A number of years ago in Bunkoff General Contractors, Inc. v. Dunham Electric, Inc. (2002), a New York appellate court recognized the right of a general contractor to assert a claim against a subcontractor for refusing to honor its bid. The court held that the general contractor was required to prove the following four elements to recover damages on this type of claim:

(1) the subcontractor made a clear and unambiguous promise (i.e., a definite bid);

(2) the general contractor relied on the bid;

(3) the general contractor's reliance was reasonable and foreseeable; and (4) the general contractor was damaged as a result of its reliance.

The courts in New York have also issued a mirror-image decision, ruling that a subcontractor who was promised the job by the general contractor if the general contractor was awarded the contract, had a cause of action if another subcontractor was awarded the work. Two years ago, in Clifford R. Gray, Inc. v. LeChase Construction Services, Inc. (2006), a New York appellate court upheld the subcontractor's right to assert a claim for damages in this situation. Specifically, the subcontractor alleged it had an unwritten exclusivity agreement with the general contractor to receive a subcontract for a project in return for not submitting a bid to or dealing with any other general contractor on that project. The 2006 determination was simply an initial ruling that the subcontractor had a viable claim for promissory estoppel; however, the subcontractor was required to prove its damages at a trial in order to obtain a recovery.

The question not decided in 2006 was what type of damages the subcontractor could recover. This issue was examined when the case later went to trial this year. As would be expected, the subcontractor sought to recover the profits it expected to earn if it had received the subcontract. The general contractor, on the other hand, argued that the subcontractor's recovery should be limited to expenditures made in reliance on the general contractor's supposed promise to give the subcontractor the job.

In the second decision in the matter, a New York appellate court decided the damages question, siding with the general contractor and limiting the subcontractor's recovery to its bid costs and any other actual expenses incurred in anticipation of receiving the job. The subcontractor was not permitted to recover for lost profits.
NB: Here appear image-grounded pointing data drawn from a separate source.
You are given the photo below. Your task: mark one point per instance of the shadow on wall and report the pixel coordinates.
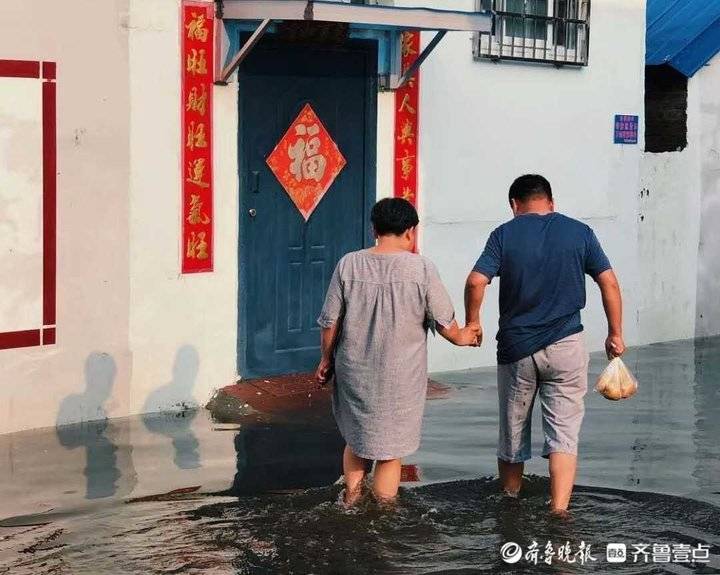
(104, 459)
(173, 401)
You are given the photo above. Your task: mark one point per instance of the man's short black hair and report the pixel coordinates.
(530, 187)
(393, 216)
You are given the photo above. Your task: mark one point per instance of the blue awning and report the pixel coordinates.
(682, 33)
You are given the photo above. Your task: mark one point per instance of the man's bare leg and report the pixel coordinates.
(510, 476)
(386, 479)
(562, 479)
(354, 471)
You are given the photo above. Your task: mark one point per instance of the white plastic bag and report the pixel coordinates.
(616, 382)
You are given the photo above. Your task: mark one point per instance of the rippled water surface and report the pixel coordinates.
(182, 493)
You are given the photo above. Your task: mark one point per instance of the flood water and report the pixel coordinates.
(181, 493)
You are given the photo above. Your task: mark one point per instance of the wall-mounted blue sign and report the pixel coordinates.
(626, 129)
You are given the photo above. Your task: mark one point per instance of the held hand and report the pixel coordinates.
(470, 335)
(614, 346)
(324, 371)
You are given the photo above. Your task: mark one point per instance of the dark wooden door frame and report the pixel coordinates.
(369, 47)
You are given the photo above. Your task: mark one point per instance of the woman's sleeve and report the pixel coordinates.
(439, 308)
(334, 302)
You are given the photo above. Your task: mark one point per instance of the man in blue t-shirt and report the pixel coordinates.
(541, 258)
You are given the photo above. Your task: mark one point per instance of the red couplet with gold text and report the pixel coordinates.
(196, 107)
(407, 110)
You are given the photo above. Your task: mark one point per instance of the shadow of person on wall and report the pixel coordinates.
(168, 411)
(101, 467)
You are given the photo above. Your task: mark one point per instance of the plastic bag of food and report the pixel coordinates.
(616, 382)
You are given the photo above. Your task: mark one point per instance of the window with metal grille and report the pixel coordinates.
(553, 31)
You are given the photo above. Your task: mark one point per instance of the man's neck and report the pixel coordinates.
(390, 243)
(537, 208)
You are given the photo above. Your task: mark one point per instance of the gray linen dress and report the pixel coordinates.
(386, 303)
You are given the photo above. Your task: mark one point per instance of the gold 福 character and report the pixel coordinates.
(196, 27)
(405, 105)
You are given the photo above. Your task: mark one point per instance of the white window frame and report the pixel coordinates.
(501, 46)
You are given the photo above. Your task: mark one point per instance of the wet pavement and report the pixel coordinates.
(251, 490)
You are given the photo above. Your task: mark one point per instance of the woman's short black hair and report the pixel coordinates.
(528, 187)
(393, 216)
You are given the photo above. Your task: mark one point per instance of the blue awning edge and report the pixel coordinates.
(682, 33)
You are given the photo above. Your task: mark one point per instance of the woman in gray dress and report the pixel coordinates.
(378, 308)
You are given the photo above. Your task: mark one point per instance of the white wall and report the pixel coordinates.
(179, 324)
(87, 373)
(678, 235)
(708, 283)
(483, 124)
(134, 335)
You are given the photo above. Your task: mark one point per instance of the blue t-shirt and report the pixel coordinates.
(541, 261)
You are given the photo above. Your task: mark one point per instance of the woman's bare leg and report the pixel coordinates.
(354, 471)
(386, 479)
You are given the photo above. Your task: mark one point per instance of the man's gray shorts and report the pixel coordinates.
(558, 374)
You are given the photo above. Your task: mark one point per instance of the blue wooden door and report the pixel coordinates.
(285, 261)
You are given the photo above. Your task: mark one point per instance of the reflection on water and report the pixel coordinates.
(706, 435)
(101, 454)
(455, 527)
(286, 457)
(176, 424)
(650, 468)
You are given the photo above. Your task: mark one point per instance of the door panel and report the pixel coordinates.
(286, 262)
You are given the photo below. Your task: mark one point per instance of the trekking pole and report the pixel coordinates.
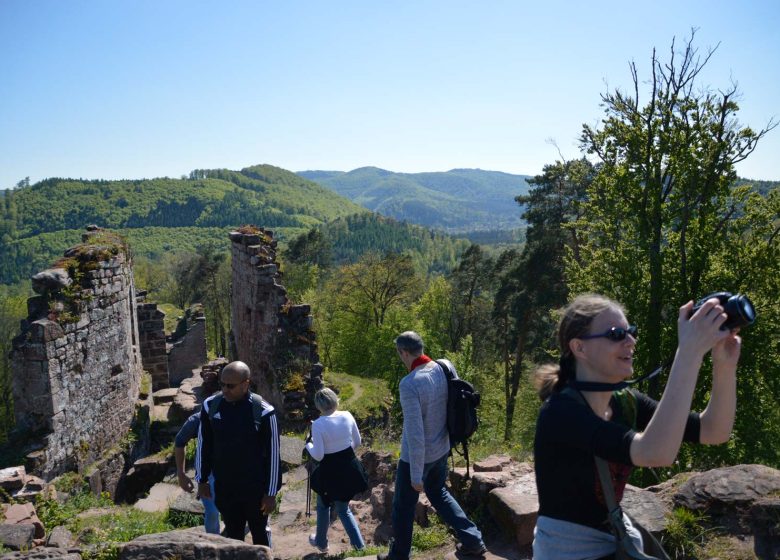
(308, 476)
The court reasoned that because the parties never fully agreed on all the essential terms of a subcontract, the subcontractor could not recover "benefit of the bargain" damages, i.e., lost profits.

EDITOR'S NOTE:

In reaching this decision, the court stated that the result depended on the facts. Unfortunately, the court did not explain which essential contractual terms had been left open by the parties, whether it was price, schedule, scope or something else. This case also leaves uncertain the damages that a general contractor can recover when it relies on a subcontractor's bid but the subcontractor then refuses to take the job. Would the general contractor be able to recover the differential between the subcontractor's low bid and a higher-priced subcontract entered into after the sub walked away from the job, or would the general contractor be relegated to expenses incurred in rebidding the subcontract? These questions will have to await future court decisions.